En estos objetos, la trama material –elaborada con hilo y aguja– es su vez trama simbólica, donde se anudan los sentidos de una vida. Y es posible, que este sea un vehículo eficiente para concebir un autorretrato, en el cual se amalgaman representación y metáfora.
Los elementos tienen en común la capacidad de “recibir”. El más oscuro contiene extraños restos; el grisáceo está internamente compartimentado en tres sectores y el rojizo expande su boca en una corola enmarcando una concavidad bulbosa. La fijación de formas y la coloración se realizan en un mismo proceso, en el cual se mezclan al azúcar –factor de endurecimiento–, carbón, tierra y un derivado del hierro para las respectivas tonalidades.

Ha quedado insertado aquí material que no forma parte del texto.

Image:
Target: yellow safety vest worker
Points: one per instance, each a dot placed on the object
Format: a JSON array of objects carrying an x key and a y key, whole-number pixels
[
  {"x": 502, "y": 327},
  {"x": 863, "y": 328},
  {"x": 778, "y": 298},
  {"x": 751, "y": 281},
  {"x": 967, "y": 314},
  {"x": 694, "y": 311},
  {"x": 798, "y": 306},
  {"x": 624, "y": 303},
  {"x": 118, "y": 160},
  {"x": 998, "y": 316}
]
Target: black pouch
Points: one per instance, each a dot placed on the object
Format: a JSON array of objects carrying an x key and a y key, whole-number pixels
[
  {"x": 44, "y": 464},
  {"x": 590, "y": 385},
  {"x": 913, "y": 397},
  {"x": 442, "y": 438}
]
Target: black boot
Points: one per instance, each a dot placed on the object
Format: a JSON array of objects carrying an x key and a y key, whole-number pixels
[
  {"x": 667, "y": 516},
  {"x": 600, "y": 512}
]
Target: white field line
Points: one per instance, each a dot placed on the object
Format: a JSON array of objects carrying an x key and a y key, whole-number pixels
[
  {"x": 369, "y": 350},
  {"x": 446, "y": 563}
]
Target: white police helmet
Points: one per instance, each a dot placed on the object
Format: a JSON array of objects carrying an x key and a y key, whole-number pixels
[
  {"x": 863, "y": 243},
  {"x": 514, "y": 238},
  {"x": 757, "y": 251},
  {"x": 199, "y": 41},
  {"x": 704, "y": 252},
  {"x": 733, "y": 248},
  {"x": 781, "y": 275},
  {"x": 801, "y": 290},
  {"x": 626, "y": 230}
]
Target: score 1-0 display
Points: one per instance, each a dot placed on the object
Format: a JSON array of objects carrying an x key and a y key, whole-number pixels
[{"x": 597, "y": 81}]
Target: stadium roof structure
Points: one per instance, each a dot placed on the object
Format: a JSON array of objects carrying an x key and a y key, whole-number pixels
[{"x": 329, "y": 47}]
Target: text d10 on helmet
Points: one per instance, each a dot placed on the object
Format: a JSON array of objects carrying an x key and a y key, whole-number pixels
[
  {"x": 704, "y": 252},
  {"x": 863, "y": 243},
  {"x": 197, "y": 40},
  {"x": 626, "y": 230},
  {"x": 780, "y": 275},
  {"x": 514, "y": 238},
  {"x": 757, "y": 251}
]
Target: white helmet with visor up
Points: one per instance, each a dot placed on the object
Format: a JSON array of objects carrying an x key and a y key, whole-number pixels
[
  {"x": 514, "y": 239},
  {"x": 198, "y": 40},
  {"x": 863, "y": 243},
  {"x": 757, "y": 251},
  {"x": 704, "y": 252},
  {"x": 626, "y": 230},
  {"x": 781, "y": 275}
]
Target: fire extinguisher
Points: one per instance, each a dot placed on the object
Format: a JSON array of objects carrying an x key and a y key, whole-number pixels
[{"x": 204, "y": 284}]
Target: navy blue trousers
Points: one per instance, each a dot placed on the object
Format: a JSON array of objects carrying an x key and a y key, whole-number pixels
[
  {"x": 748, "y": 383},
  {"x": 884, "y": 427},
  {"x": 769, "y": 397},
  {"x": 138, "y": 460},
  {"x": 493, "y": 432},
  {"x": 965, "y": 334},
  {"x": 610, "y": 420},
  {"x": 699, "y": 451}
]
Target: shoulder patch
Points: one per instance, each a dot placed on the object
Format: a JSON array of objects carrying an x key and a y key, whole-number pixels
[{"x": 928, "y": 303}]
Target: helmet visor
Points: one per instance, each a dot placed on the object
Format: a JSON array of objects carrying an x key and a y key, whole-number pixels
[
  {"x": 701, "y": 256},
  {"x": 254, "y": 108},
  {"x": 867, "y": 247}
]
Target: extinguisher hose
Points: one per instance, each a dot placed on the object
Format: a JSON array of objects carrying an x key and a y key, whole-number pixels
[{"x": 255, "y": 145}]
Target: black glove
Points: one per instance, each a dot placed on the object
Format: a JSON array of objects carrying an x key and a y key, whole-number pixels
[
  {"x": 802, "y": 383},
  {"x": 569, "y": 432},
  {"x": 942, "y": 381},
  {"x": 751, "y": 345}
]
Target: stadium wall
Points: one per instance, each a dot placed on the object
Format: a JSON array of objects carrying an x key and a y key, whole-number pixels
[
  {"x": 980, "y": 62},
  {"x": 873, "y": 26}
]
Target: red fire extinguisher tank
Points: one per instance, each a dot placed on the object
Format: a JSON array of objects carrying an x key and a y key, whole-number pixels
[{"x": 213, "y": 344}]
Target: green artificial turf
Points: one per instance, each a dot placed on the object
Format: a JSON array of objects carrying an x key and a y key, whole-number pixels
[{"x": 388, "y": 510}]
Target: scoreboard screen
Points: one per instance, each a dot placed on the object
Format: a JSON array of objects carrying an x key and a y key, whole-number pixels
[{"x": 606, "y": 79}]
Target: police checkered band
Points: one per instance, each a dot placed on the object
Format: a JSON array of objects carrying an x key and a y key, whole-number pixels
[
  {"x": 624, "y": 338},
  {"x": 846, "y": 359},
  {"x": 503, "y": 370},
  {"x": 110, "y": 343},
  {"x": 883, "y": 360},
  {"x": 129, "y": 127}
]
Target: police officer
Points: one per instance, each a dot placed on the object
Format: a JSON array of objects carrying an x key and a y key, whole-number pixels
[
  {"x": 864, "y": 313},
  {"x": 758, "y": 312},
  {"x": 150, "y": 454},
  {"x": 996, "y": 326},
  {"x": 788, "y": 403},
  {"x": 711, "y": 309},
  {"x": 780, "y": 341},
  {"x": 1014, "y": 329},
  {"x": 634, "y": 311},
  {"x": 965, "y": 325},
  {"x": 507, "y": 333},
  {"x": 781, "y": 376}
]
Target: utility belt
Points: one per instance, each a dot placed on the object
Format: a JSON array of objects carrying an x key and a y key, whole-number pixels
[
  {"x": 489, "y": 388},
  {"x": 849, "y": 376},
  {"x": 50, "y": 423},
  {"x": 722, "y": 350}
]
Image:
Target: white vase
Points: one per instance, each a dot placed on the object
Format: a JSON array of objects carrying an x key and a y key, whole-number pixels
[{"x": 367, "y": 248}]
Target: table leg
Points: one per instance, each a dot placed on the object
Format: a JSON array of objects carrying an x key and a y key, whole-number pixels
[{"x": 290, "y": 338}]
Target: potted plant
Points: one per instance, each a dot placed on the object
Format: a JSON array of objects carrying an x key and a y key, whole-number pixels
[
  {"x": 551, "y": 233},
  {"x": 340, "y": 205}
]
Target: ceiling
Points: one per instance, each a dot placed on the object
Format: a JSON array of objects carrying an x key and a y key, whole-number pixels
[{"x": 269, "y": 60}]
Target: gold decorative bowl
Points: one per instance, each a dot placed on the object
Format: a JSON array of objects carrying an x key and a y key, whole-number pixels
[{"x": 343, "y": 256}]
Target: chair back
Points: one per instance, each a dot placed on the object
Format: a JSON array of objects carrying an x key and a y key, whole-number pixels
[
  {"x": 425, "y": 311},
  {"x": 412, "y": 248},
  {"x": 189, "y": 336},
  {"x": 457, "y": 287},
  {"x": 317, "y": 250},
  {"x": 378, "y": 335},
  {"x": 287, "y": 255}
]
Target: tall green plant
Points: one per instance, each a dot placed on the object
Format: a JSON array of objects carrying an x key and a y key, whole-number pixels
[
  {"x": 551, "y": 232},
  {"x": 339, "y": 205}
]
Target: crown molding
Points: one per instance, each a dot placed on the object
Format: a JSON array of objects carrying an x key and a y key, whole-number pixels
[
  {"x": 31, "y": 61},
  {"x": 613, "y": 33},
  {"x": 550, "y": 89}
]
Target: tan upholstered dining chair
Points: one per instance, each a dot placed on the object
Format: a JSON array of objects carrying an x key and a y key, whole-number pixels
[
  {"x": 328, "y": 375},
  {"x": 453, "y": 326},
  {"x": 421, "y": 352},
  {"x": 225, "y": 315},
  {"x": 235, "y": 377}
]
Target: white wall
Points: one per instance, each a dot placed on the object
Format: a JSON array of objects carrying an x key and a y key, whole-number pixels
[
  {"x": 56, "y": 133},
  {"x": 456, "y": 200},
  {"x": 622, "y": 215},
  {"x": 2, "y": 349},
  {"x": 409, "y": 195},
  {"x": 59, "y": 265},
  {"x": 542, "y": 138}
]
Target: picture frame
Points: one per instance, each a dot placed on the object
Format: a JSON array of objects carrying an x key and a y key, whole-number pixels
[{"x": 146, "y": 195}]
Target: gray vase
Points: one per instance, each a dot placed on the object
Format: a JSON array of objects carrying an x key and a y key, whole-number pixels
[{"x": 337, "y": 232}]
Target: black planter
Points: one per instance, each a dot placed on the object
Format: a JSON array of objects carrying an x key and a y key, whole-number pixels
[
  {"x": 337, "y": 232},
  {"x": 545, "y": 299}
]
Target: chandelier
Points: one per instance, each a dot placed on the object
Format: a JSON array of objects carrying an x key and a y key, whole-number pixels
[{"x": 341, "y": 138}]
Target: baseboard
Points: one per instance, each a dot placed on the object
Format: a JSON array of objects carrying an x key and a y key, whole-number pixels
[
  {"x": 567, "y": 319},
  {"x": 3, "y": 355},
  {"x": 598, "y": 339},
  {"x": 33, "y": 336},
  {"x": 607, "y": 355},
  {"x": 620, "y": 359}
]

Colores, formas y procedimientos se vuelven significativos a la hora de interpretar el conjunto. El negro subraya la posible tipología de urna funeraria que guarda –ocultando y venerando a la vez– restos de algo que ha muerto, pero que por ello no será necesariamente olvidado. La figura de una copa parece más dispuesta tanto para recibir como para ofrecerse, no sin discernir dónde, cómo y para qué. Finalmente, la vasija se vuelve fecundo ámbito generador, transformándose ella misma en un ser en floración.